The Biden administration has opened the door.  Generally stated, the White House wants to provide significant economic relief that bridges all in our nation to a better post-pandemic economy, and, they want everyone in the nation to know that the federal government is providing that economic relief.  Infrastructure is large in their political-economic game plan.  The President has pointed to bridges and highways and dams.  Federal dollars dedicated to replacement and improvement of infrastructure will fuel business recovery and expand employment.  A great plan!  We have historical examples of this level of federal infusion succeeds, thank you FDR.
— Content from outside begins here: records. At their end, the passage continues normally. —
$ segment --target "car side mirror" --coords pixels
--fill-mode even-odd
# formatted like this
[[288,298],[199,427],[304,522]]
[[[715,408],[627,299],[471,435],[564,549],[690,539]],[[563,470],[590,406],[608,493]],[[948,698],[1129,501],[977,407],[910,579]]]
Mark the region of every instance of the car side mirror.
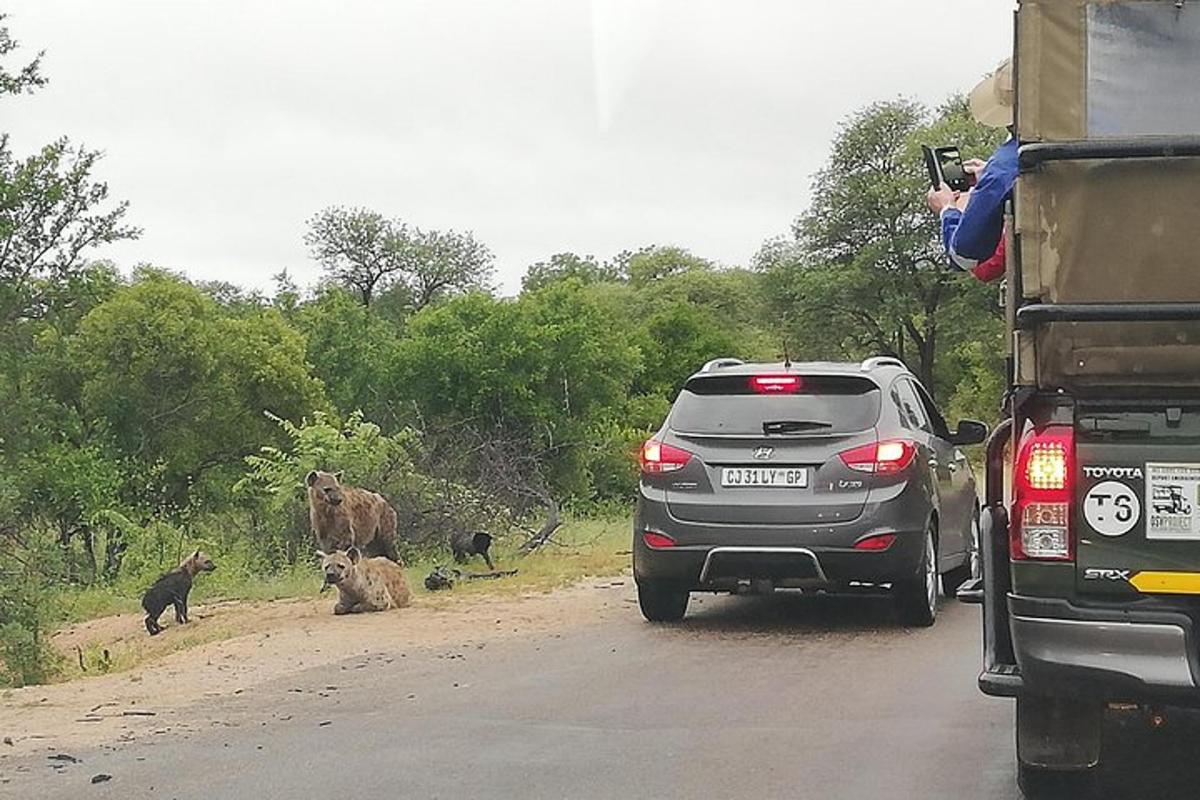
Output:
[[974,420],[960,420],[959,428],[950,434],[950,444],[955,446],[978,445],[988,440],[988,426]]

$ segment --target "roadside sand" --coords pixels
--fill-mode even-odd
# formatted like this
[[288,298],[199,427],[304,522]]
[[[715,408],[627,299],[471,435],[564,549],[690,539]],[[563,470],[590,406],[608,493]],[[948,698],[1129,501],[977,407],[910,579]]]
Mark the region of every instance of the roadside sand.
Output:
[[[64,654],[84,648],[179,646],[173,637],[221,633],[222,640],[163,655],[128,672],[0,693],[0,753],[22,756],[121,741],[204,722],[205,700],[241,694],[312,667],[390,661],[406,651],[479,646],[488,640],[590,625],[630,608],[628,577],[588,578],[552,593],[467,597],[425,595],[410,608],[334,616],[332,594],[271,603],[217,603],[192,609],[192,622],[152,639],[137,614],[60,631]],[[232,628],[218,631],[217,628]],[[228,633],[233,637],[228,638]],[[71,656],[73,657],[73,656]]]

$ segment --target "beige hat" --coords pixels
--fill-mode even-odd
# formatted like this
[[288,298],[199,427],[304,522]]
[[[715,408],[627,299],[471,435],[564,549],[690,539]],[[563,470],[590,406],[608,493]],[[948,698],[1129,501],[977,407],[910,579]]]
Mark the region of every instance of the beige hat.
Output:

A part of the Roosevelt plan was rural electrification.  A part of the Biden plan must be rural Internet connectivity.

High speed Internet connectivity for every community must be one of our infrastructure outcomes.  Internet connectivity fits the White House’s agenda perfectly.  The Internet is the modern interstate highway of commerce, communication, and education.  Every person in the nation is directly or indirectly a user of the Internet.  Yet, too many are so far off the Internet grid that they are not within the economy.  We cannot raise everyone in our national economy without lifting those Internet connections into the economy.

And, the Internet is in dire need of governmental action.  The pandemic has taught us that a patchwork of local fixes to a national problem is ineffective and inefficient.  Cities and towns and villages and townships do not have the financial resources to create the Internet systems required.  We need to get the Internet off our telephone lines and power it through cables and towers and satellites.  A local tax levy cannot fund this level of infrastructural improvement.  We need big government to make a big difference.

Schools fit into this plan for infrastructural improvement.  When schools closed their campuses in March 2020, the Internet became the classroom.  Teaching and learning went on-screen.  However, children at home needed adequate Internet connection in order to be on-screen and too many had no Internet in their home or extremely poor Internet.  In the post-pandemic, remote and virtual education are not going away.  Remote education is the new option of parent choice of schooling for children.  The pandemic pointed out our extreme Internet inequity, an inequity that will only become more apparent with our increased uses of virtual teaching and learning.

A dredging up of the Bush slogan “Leave No Child Behind” makes this statement boldly evident – any child without adequate high speed Internet connection is left behind.

If I need to make more of an argument for this need to get a reader’s positive nod, then nothing I can write will succeed. 

We need universal high speed Internet connectivity in every household in every community of our nation and governmental funding is the only mechanism that will satisfy this need.  Our representatives in United States Senate and House of Representatives are the government that can make this happen.  They are the dancers on this singular dance floor and only they can create enough money to Leave No Child Unconnected.